Methods: For this analysis, we obtained data for tumor burden from 17,140 patients with six different tumor types. Imaging data and serum levels of tumor markers were available for 3,346 and 13,794 patients, respectively. Data from patients were first analyzed using the biexponential model to determine rates of tumor growth (g) and regression (d); for those whose data could not be described by this model, fit of their data was assessed using seven alternative models. The model that minimized the Akaike Information Criterion was selected as the best fit. Using the model that best fit an individual patient's data, we estimated the rates of growth (g) and regression (d) of disease burden over time. The rates of tumor growth (g) were examined for association with a traditional endpoint (overall survival).
Findings: For each model, the number of patient datasets that fit the model were obtained. As we have previously reported, data from most patients fit a simple model of exponential growth and exponential regression (86%). Data from another 7% of patients fit an alternative model, including 3% fitting to a model of constant or linear regression and exponential growth of tumor on the surface and 3% fitting to model of exponential decay on tumor surface with asymmetric growth. As previously reported, we found that growth rate correlates well with overall survival, remarkably even when data from various histologies are considered together. For patients with multiple timepoints of tumor measurement, the growth rate could often be estimated even during the phase when only net regression of tumor quantity could be discerned.

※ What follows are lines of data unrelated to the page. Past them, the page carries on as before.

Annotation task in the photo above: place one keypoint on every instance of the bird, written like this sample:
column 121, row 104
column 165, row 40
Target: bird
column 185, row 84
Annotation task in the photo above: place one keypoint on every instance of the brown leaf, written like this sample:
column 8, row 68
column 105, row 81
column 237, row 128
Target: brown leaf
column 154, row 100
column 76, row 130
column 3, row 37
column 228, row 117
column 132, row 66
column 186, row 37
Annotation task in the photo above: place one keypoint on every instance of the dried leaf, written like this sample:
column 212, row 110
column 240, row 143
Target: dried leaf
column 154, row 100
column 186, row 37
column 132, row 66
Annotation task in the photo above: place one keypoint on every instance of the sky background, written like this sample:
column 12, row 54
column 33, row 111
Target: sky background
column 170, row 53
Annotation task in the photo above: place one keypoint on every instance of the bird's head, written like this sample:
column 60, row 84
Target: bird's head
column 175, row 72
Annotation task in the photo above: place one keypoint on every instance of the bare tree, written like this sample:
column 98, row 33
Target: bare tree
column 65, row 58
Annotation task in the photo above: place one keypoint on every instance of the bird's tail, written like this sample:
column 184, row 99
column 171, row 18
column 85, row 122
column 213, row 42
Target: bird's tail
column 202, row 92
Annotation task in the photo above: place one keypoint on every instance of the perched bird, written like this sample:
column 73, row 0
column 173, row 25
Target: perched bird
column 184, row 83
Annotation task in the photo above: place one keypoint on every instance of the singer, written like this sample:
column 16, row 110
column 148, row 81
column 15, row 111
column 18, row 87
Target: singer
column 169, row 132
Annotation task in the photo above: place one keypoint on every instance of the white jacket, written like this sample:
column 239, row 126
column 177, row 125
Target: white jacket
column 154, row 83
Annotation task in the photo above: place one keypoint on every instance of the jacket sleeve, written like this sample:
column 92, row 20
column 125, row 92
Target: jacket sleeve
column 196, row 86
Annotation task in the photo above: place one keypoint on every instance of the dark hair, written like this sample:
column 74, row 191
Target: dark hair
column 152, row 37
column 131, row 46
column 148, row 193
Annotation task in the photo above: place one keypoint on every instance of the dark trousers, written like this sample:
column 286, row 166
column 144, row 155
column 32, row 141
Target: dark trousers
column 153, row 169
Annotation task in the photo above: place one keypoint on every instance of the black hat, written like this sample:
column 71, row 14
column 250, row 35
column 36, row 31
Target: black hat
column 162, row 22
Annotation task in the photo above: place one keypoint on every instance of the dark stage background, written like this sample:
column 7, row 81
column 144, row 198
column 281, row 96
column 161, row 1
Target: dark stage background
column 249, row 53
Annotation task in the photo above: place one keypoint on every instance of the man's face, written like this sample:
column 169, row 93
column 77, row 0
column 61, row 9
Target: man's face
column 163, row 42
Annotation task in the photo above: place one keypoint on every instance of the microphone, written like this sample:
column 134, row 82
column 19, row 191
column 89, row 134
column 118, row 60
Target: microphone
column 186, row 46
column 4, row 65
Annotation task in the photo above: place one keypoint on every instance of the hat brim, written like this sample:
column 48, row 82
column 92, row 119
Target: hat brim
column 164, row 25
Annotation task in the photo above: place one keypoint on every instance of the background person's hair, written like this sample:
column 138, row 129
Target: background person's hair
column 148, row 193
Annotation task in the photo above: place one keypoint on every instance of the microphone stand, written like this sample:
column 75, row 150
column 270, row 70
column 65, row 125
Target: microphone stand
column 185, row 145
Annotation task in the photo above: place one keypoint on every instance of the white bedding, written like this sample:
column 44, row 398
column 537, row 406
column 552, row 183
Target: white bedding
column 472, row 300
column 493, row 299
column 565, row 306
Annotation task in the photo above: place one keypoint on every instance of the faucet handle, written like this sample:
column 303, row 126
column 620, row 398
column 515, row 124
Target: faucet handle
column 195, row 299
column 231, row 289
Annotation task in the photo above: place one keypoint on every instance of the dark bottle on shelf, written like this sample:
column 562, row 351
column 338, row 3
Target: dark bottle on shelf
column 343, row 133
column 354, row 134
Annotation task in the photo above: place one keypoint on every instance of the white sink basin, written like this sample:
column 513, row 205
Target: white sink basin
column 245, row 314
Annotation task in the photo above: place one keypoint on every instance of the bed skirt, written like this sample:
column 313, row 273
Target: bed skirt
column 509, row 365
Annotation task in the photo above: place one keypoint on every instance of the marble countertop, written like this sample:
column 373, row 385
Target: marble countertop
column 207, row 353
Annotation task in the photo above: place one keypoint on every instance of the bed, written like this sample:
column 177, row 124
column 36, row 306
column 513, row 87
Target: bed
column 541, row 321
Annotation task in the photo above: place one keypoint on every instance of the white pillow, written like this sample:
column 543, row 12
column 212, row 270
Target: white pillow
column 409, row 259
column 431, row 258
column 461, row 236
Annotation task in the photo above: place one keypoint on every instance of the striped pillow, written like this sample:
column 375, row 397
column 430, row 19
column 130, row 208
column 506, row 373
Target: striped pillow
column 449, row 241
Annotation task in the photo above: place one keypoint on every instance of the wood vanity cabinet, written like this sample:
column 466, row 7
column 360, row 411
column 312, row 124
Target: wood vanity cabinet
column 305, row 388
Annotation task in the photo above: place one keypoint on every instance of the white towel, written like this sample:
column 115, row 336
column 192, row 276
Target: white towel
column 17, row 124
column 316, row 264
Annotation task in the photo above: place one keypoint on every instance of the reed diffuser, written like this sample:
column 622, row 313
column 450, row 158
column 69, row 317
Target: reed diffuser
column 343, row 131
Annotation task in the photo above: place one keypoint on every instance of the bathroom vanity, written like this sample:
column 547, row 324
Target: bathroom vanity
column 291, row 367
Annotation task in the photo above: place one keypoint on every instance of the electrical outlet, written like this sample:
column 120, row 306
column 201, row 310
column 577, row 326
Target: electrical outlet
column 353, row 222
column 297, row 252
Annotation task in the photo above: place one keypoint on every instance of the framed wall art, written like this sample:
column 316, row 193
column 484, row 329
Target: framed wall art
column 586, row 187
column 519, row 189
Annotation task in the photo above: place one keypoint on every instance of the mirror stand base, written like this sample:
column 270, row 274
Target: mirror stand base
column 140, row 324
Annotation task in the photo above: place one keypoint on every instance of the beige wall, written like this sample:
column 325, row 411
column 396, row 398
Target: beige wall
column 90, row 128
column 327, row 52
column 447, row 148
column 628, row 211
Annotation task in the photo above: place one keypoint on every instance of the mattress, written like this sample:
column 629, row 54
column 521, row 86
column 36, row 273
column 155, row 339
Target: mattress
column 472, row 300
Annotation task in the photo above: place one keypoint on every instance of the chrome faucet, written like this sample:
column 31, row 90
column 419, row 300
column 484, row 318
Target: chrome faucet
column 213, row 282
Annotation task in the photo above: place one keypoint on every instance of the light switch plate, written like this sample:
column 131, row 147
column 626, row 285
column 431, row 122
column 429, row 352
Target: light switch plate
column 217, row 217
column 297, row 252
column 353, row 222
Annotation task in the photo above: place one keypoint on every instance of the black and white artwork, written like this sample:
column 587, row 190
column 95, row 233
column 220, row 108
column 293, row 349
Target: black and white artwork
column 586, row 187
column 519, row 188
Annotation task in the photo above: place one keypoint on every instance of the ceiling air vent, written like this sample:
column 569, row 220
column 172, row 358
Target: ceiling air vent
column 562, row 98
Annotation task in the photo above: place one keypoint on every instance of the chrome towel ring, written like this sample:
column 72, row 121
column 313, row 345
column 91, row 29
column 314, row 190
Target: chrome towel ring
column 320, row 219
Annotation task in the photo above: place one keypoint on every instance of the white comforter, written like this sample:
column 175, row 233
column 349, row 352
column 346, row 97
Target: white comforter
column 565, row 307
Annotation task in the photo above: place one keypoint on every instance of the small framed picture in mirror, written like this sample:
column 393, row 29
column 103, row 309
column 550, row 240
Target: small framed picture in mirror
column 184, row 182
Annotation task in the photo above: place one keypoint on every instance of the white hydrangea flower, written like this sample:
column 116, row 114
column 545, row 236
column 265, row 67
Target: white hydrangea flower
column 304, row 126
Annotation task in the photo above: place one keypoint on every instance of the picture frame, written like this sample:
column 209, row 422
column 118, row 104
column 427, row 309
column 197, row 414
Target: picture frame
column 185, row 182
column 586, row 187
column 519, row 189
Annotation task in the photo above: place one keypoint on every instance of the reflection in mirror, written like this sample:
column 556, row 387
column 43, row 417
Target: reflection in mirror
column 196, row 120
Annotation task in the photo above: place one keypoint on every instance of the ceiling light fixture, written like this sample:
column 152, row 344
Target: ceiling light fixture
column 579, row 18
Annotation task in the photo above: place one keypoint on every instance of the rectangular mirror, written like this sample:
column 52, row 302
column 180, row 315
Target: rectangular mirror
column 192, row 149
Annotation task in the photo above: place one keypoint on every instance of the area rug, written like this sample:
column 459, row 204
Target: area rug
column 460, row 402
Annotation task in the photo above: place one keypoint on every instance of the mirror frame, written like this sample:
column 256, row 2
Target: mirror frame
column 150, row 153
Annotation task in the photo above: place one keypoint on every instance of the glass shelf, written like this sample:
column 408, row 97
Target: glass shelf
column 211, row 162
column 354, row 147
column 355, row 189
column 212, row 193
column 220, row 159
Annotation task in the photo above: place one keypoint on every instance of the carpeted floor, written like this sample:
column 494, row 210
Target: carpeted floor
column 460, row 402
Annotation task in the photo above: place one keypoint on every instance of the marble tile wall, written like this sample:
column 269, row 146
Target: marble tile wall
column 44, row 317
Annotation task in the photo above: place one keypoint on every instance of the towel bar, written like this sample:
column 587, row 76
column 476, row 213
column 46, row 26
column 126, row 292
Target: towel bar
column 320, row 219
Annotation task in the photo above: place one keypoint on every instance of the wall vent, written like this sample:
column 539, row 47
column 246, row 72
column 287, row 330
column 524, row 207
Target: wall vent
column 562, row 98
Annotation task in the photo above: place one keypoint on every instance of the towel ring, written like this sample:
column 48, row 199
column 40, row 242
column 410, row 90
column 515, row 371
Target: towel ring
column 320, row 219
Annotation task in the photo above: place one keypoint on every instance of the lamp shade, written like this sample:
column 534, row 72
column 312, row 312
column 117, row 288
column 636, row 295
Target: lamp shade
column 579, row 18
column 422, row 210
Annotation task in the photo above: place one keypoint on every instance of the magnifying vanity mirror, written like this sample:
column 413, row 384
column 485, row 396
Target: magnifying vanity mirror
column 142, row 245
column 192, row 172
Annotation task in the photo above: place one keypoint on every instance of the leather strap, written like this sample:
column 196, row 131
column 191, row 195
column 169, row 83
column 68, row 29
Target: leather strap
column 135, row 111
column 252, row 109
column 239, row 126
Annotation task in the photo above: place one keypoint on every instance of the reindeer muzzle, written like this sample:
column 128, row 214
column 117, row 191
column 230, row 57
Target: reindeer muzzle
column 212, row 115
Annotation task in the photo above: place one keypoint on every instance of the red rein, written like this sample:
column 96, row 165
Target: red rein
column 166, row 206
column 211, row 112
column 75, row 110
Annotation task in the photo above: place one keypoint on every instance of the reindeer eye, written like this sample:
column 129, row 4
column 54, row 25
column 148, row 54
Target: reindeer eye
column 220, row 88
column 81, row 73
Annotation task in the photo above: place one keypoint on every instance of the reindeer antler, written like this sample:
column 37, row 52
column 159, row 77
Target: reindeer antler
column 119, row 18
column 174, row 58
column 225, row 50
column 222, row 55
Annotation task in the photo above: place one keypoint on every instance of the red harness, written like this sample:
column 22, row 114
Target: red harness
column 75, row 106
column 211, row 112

Interpretation: The validation of a simple mathematical model across different cancers and its application to existing clinical data allowed estimation of the rate of growth of a treatment resistant subpopulation of cancer cells. The quantification of available clinical data using the growth rate of tumors in individual patients and its strong correlation with overall survival makes the growth rate an excellent marker of the efficacy of therapy specific to the individual patient.